The convention, when a function causes a side effect, is to treat it as a procedure and to return the value (), of type unit. Nevertheless, in some cases, it can be useful to cause the side effect within a function that returns a useful value. We have already used this mixture of the styles in the function permute_pivot of quicksort.

The next example is a symbol generator that creates a new symbol each time that it is called.
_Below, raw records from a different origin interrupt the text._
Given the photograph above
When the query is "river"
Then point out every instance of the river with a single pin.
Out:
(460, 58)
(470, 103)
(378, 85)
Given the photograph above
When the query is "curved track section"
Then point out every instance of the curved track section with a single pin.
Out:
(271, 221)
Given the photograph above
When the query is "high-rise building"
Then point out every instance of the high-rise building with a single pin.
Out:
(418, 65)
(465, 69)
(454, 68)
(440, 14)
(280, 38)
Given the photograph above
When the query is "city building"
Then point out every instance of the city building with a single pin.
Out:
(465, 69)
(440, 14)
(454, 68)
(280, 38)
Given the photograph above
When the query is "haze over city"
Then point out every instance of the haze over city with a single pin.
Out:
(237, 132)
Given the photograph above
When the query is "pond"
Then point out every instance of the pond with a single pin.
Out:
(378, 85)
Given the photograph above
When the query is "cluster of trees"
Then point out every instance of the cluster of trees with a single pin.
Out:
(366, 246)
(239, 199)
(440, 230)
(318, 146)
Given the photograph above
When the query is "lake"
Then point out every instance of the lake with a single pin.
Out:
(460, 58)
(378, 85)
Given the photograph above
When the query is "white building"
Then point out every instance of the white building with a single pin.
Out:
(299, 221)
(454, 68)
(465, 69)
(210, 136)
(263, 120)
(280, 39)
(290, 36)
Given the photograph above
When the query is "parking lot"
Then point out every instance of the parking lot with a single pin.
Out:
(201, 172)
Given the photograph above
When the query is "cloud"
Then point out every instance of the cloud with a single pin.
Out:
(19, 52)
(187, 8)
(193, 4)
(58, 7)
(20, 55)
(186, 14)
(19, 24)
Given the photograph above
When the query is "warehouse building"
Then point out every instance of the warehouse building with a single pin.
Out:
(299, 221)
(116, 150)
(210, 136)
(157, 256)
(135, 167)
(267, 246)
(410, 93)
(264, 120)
It simply uses a counter that is incremented at every call.

# let c = ref 0;;
val c : int ref = {contents=0}
# let reset_symb = function () -> c:=0 ;;
val reset_symb : unit -> unit = <fun>
# let new_symb = function s -> c:=!c+1 ; s^(string_of_int !c) ;;
val new_symb : string -> string = <fun>
# new_symb "VAR" ;;
- : string = "VAR1"
# new_symb "VAR" ;;
- : string = "VAR2"
# reset_symb () ;;
- : unit = ()
# new_symb "WAR" ;;
- : string = "WAR1"
# new_symb "WAR" ;;
- : string = "WAR2"

The reference c may be hidden from the rest of the program by writing:

# let (reset_s , new_s) =
let c = ref 0
in let f1 () = c := 0
and f2 s = c := !c+1 ; s^(string_of_int !c)
in (f1,f2) ;;
val reset_s : unit -> unit = <fun>
val new_s : string -> string = <fun>

This declaration creates a pair of functions that share the variable c, which is local to this declaration. Using these two functions produces the same behavior as the previous definitions.

# new_s "VAR";;
- : string = "VAR1"
# new_s "VAR";;
- : string = "VAR2"
# reset_s();;
- : unit = ()
# new_s "WAR";;
- : string = "WAR1"
# new_s "WAR";;
- : string = "WAR2"

This example permits us to illustrate the way that closures are represented. A closure may be considered as a pair containing the code (that is, the function part) as one component and the local envoronment containing the values of the free variables of the function. Figure 4.1 shows the memory representation of the closures reset_s and new_s.

Figure 4.1: Memory representation of closures.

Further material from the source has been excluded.